Mark returned to our office last week for a naltrexone implant. He had detoxed off street drugs that turned out to be primarily fentanyl 2 ½ months ago. He was a few days late coming in for his naltrexone implant, and he began to get anxious as his appointment got closer.
To no one’s surprise, Mark’s wife has found it difficult to trust him recently. As Mark describes it, he started to get a “f*** it” attitude after a recent disagreement with his wife. He ended up calling an old contact, buying some crack and some heroin, and—for the first time in 2 ½ months—used some opiates.
Naltrexone Therapy To Block Relapse
Mark realized that his opioid receptors were likely still fully blocked by naltrexone, which caused some contradictory feelings. When he was arguing with his wife, he knew deep inside that he was actually preparing to use again.
He felt like a third-party observer watching a scene play out: antagonizing his wife so he could blame her for not understanding him, storming out of the house, reaching out to a person he only called when he wanted to use — a person who happened to always agree with him when he complained about his wife. Mark said it was like Groundhog Day–a never-ending loop–and one that he didn’t want to leave at that particular instant.
He wasn’t completely surprised when he didn’t get high. The long-acting naltrexone still blocked his opioid receptors, just as intended. This is around the time that he started feeling a bit stupid and embarrassed about recent decision-making.
When Mark came to our office to get his naltrexone implant, he tested positive for cocaine, fentanyl, and THC.
Because he had only used opioids a single time and the naltrexone was obviously still working, we were able to give him his implant without having to worry about sending him into precipitated withdrawal.
Relapsing Is Not Failing
It made me incredibly happy that Mark returned to see us. Our whole staff had been entertained by his sense of humor and big personality during his detox. His wife obviously cared deeply for him, even though she sometimes rolled her eyes at his jokes. Mark used heroin for a few years when he was younger, before having a good run of over 10 years without using.
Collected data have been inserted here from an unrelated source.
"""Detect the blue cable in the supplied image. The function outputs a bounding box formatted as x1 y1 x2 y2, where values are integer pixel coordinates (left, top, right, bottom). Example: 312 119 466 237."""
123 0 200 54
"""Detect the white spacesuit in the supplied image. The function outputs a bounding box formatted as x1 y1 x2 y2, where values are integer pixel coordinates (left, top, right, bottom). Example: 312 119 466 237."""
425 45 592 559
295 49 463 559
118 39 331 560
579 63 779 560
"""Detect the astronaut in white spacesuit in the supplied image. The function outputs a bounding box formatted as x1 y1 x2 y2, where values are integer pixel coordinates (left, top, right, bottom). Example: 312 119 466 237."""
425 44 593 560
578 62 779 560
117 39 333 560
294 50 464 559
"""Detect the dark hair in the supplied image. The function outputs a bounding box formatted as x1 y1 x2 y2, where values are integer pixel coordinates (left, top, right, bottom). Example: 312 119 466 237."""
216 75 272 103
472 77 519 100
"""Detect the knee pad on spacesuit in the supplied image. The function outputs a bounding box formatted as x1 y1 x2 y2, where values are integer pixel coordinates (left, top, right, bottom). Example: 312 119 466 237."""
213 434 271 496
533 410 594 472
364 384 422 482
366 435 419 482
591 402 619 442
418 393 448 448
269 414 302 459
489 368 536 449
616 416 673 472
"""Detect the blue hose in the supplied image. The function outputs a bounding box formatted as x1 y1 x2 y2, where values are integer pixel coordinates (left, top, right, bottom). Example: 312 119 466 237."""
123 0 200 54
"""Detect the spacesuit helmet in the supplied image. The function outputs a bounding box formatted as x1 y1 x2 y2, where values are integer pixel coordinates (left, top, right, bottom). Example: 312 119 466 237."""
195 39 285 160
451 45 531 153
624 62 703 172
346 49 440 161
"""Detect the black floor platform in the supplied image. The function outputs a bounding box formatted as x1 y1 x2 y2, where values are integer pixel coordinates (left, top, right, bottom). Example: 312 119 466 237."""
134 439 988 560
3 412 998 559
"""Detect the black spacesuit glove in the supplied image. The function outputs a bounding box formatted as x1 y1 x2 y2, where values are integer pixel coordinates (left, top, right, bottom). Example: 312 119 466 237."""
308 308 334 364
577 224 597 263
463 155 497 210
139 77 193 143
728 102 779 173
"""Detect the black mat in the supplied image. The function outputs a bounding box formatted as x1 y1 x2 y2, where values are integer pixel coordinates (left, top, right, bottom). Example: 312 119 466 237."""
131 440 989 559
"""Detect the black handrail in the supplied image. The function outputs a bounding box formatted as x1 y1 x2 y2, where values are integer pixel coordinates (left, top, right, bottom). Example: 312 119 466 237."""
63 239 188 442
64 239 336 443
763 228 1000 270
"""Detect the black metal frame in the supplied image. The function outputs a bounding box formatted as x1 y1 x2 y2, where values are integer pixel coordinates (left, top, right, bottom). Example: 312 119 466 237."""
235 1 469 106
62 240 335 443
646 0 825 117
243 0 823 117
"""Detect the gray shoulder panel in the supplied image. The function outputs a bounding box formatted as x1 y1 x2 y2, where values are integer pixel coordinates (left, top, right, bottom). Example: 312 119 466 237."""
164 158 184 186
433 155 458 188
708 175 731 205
Unfortunately, following a back injury three year ago, his physician prescribed opiates, which sent him spiraling toward using daily and buying drugs from a dealer. He kept it secret for as long as he could, but his daughter and his wife eventually caught on. Fortunately, they encouraged him to seek treatment and promised to be supportive. He called us and started his detox 3 days later.
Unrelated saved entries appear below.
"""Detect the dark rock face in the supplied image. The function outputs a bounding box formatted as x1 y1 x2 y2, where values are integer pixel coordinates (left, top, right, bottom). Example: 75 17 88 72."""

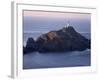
23 38 37 54
23 26 90 53
36 26 90 52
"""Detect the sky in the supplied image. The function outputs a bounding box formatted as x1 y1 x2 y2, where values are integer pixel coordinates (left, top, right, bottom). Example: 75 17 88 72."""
23 10 91 33
23 10 90 20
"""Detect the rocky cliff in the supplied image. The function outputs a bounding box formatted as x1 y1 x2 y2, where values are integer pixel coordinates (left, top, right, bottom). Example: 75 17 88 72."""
24 26 90 54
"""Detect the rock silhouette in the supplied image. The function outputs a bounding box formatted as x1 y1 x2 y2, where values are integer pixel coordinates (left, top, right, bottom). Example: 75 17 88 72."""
23 38 37 54
24 26 90 53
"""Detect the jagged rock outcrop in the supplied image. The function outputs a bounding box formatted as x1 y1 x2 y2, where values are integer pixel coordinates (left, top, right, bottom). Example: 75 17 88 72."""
24 26 90 53
23 38 37 54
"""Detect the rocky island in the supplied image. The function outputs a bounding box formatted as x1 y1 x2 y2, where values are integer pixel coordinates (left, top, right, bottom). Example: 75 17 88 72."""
23 26 90 54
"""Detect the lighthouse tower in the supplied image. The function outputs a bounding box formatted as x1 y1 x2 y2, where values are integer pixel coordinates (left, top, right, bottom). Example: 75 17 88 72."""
67 23 69 27
64 21 70 28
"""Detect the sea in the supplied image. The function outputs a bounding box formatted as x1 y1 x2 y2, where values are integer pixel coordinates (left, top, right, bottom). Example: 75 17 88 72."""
23 32 91 69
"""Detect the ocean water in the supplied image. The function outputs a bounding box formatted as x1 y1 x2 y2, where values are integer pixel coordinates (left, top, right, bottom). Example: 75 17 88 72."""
23 33 91 69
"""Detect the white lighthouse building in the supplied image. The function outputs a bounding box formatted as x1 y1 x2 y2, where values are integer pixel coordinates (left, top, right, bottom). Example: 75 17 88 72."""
64 21 70 28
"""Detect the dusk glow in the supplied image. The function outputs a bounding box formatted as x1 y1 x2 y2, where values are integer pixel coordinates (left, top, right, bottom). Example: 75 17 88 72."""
23 10 90 20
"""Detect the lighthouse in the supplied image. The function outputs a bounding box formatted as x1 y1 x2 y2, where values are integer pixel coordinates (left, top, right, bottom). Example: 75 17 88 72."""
67 23 69 27
64 21 70 28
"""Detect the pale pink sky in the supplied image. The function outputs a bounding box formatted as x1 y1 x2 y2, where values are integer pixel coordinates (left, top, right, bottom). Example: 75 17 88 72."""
23 10 90 19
The Coleman Method for outpatient opioid detox helps people stop using not only street drugs like heroin, but also prescription pain medications like Percocet®, Dilaudid®, hydrocodone, Oxycontin®, or tramadol. We know it can be challenging. Our unique program helps our patients to quickly and safely get off of addictive substances and transition to naltrexone.
Little To No Withdrawal When Stopping Naltrexone
Unlike methadone or Suboxone®, naltrexone is a non-addictive blocker. While the other two medications are also proven Medication-Assisted Treatments for Opioid Use Disorder, naltrexone is the only one that does not cause physical dependence. When someone wants to stop using naltrexone, they do not have to go through withdrawal at that point.
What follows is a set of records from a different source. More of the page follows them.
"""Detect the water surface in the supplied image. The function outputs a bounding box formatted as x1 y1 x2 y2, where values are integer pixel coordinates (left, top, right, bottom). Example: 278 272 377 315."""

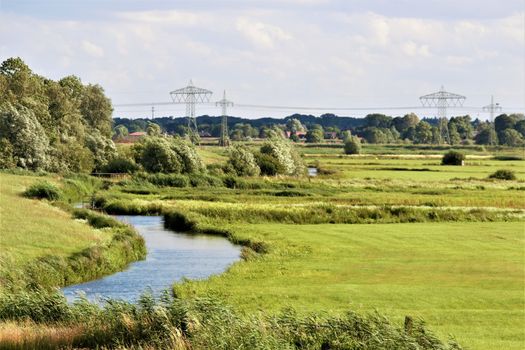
62 215 240 302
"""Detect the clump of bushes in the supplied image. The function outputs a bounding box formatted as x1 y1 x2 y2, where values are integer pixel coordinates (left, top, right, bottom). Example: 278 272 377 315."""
343 136 361 155
259 140 305 176
101 156 139 174
23 181 62 200
132 136 204 174
226 144 260 177
441 150 465 165
488 169 516 180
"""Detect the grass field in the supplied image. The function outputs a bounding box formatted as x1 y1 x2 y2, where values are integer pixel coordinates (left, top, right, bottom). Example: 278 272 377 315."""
1 144 524 349
173 221 525 350
0 173 110 266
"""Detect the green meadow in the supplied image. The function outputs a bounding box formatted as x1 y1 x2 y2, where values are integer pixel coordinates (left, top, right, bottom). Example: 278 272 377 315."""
1 144 524 349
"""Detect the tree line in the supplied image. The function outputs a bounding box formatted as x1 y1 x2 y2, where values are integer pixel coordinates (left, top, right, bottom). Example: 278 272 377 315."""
114 112 524 146
0 57 115 172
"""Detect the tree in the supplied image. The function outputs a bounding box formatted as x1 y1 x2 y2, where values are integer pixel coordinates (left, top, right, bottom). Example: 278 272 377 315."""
260 140 305 176
364 114 392 128
171 138 205 173
0 103 49 170
146 122 162 137
362 128 388 143
286 118 305 133
305 129 324 143
475 125 498 145
344 136 361 154
85 130 117 171
80 84 113 138
413 121 433 144
393 113 419 133
133 137 182 173
227 145 260 176
499 129 524 146
515 120 525 138
114 124 129 139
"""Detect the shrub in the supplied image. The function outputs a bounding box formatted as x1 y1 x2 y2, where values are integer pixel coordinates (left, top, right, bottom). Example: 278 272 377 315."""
189 174 224 187
142 173 190 187
260 140 305 176
23 181 61 200
101 156 139 173
227 144 260 177
133 137 183 173
441 150 465 165
254 152 285 176
343 136 361 154
489 169 516 180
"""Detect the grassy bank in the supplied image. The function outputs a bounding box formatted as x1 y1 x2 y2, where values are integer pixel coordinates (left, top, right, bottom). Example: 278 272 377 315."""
170 221 524 350
0 172 146 291
0 291 461 350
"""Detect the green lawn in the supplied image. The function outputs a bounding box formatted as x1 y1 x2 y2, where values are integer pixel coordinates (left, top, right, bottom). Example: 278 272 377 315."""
0 173 110 267
175 222 525 350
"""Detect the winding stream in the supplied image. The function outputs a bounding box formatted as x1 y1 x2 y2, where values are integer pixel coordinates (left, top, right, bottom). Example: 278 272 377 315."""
62 215 241 302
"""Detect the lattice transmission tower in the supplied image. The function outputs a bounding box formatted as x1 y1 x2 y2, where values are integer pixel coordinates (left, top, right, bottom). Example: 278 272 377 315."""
170 80 213 143
216 90 233 147
420 86 466 144
482 95 502 122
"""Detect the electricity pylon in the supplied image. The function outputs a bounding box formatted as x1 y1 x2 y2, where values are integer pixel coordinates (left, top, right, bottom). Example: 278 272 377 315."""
170 80 212 144
482 96 502 122
216 90 233 147
420 86 466 144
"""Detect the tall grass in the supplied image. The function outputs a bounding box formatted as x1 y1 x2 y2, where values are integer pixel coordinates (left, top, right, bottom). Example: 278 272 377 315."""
0 291 462 350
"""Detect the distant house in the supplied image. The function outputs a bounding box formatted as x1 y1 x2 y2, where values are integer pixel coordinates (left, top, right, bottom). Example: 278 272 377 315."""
285 131 307 139
115 131 146 143
199 131 212 138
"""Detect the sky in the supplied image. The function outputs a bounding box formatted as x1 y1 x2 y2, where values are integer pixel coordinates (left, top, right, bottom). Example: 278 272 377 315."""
0 0 524 120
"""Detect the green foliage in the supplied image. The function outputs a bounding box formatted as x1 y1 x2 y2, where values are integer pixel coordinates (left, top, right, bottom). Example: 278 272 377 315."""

Dr. Coleman and his colleagues in the Coleman Network for Addiction Medicine have specialized in using long-acting naltrexone treatment for over 20 years. Among the many reasons to use long-acting naltrexone—and even more advantageous during COVID—as that patients can avoid daily clinic visits like the ones often needed to start methadone and the weekly or bi-weekly clinic visits for buprenorphine products.
Dedicated to Recovery
Mark received an implant and pledged to return after 2 months. He also decided to start meeting with a local therapist that our physician recommended. I couldn’t help but think about a quote I’d just seen about Kintsugi, the Japanese art of putting broken pottery pieces back together with gold — which embraces the perspective that you can build a more resilient and more beautiful artwork by embracing an object’s flaws.
As Andrea Montovani has written, “The kintsugi approach makes the most of what already is, highlights the beauty of what we do have, flaws and all, rather than leaving us eternally grasping for more, different, other, better. In other words, the experiences you have, and the person you already are, suffice. You may occasionally chip and break and need repairs. And that’s fine. But the reality is the best and most abundant material on the planet, available to anyone, comes for free, and we can all use what we already have — including our flaws — to be even more beautiful.”